Eastern Mediterranean Health Journal | Past issues | Volume 20, 2014 | Volume 20, issue 11 | Editorial: Prevention of type 2 diabetes - where is the evidence?

Editorial: Prevention of type 2 diabetes - where is the evidence?

Print

PDF version

Jaakko Tuomilehto1

1Professor Emeritus, University of Helsinki, Finland and Professor of Vascular Prevention, Danube University Krems, Krems, Austria.


Diabetes is an “old disea se”. The first description of diabetes written on papyrus about 3500 years ago is found in the Ebers papyrus, which was discovered in Egypt in 1873 by the German archeologist Georg Ebers. Humans, like most mammals, may develop diabetes, if sufficient environmental exposure to physical inactivity, unhealthy diet and obesity are present. Genetic effects are important for the individual risk of type 2 diabetes (T2D) but twin studies have shown that the genetic effects combined explain less than 50% of the risk ofT2D (1). Today we know almost 100 susceptibility genes associated with T2D but the relative importance of each of these genes is low (2), and together they explain only a small part of the disease risk. Thus, genetic screening cannot be used for the prediction of T2D for individuals. On the other hand, healthy lifestyle can also prevent T2D in people who are genetically at high risk, e.g. those with positive family history (3). Thus, the importance of lifestyle factors for the development and prevention of T2D is overwhelming.

The strongest evidence in medicine is considered to come from randomized controlled trials (RCTs). They are also important in providing the link to causal inference that in most observational studies cannot be derived. At the same time, observational studies are necessary for the identification of factors associated with an increased or decreased risk of a disease, and for generation of hypotheses on potential means for prevention based on modifiable risk factors.

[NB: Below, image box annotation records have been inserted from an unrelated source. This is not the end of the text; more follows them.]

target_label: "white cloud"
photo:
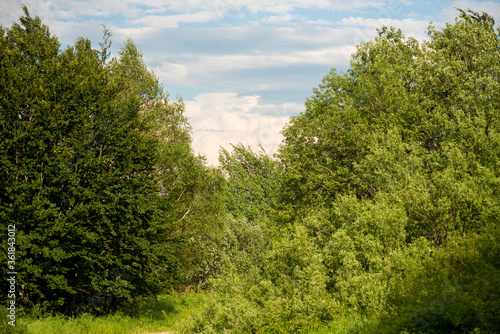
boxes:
[131,11,219,29]
[339,17,429,40]
[185,93,303,165]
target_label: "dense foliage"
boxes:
[0,8,222,314]
[0,6,500,333]
[182,11,500,333]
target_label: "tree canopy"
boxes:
[0,7,220,314]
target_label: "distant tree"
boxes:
[279,7,500,243]
[219,144,279,220]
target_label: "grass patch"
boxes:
[12,292,209,334]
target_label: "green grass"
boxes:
[0,292,364,334]
[8,293,209,334]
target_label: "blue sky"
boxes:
[0,0,500,165]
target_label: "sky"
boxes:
[0,0,500,166]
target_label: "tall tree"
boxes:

Observational studies have by now identified a large number offactors that are associated with the development of T2D or with the protection against it. Most ofthem are related to physical activity, diet and obesity. It has also been shown unequivocally that exposures (poor nutrition, infections, smoking, etc.) during fetal life and early infancy resulting in insufficient development (often shown as low birth weight) also predict T2D later in life (4). Traditionally, T2D has been considered to be a disease of the elderly. However, with increasing obesity and sedentary lifestyle in children, there are increasing numbers of cases of T2D already occurring at a young age in many populations (5).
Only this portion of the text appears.